O Código de Hammurabi, o mais completo e perfeito conjunto de leis sobrevivente – que se encontra hoje no Museu do Louvre, na França -, desenvolvido durante o reinado de Hammurabi (que viveu entre 1792 e 1750 a.C.) na primeira dinastia da Babilônia, já continha normas sobre atribuições e remuneração dos "médicos de animais".
Na Europa, a história da veterinária parece estar sempre ligada àqueles que tratavam os cavalos ou o gado. Os gregos antigos tinham uma classe de médicos, chamada de "doutores de cavalos" e a tradução em latim para a especialidade era veterinarius. Os primeiros registros sobre a prática da medicina animal na Grécia são do século VI a.C., quando as pessoas que exerciam essa função – chamados de hippiatros (hipiatras, os especialistas da medicina veterinária que tratam dos cavalos) – tinham um cargo público. As escolas de veterinária surgiram na Europa no meio do século XVIII, em países como Áustria, Alemanha, Dinamarca, Espanha, França, Inglaterra, Itália, Polônia, Rússia, e Suécia.
O marco do estabelecimento da medicina veterinária moderna e organizada, segundo critérios científicos, é atribuído ao hipólogo francês Claude Bougerlat, na França de Luís XV, com a criação da Escola de Medicina Veterinária de Lyon, em 1761. A segunda a ser criada no mundo foi a Escola de Alfort, em Paris.
Formação e especialização
Hoje, a formação em medicina veterinária dura, em média, cinco anos, com os dois primeiros anos tratando das disciplinas básicas anatomia, microbiologia, genética, matemática, estatística, além de nutrição e produção animal. Depois é a vez de estudar as doenças, as técnicas clínicas e cirúrgicas e então optar pela especialização.

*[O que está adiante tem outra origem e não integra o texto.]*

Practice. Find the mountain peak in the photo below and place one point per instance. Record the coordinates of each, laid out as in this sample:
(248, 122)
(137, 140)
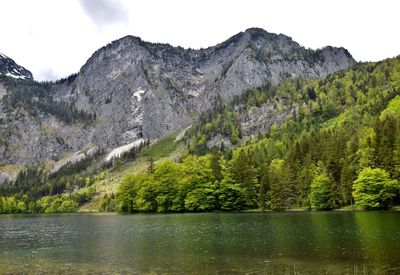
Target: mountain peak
(8, 67)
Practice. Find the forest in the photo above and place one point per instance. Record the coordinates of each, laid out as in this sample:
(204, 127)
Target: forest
(338, 148)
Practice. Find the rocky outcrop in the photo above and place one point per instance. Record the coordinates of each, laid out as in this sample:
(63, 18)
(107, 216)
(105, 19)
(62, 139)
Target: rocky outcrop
(136, 89)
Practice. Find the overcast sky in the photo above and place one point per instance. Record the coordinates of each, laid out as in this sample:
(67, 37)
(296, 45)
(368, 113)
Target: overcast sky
(53, 39)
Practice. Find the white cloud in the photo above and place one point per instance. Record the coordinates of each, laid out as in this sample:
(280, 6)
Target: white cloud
(59, 36)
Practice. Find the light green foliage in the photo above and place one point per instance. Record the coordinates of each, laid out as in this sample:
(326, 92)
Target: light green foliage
(348, 121)
(320, 191)
(373, 189)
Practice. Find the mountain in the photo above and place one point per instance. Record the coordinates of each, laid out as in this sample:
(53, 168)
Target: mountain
(8, 67)
(131, 90)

As especializações são clínica e cirurgia de animais domésticos e silvestres, e de rebanhos; trabalhar nas indústrias de produtos para animais, acompanhando a produção de alimentos, rações, vitaminas, vacinas e medicamentos; trabalhar em manejo e conservação de espécies, observando os animais silvestres em cativeiro para estudar a sua reprodução e conservação, implantando projetos em reservas naturais; fazer controle de saúde de rebanhos em propriedades rurais ou fiscalizar os estabelecimentos que vendem ou reproduzem animais; usando tecnologia, fazer melhoramentos de qualidade dos rebanhos.
Atualmente, no Brasil, existem mais de 140 faculdades/escolas de medicina veterinária, de acordo com o Ministério da Educação.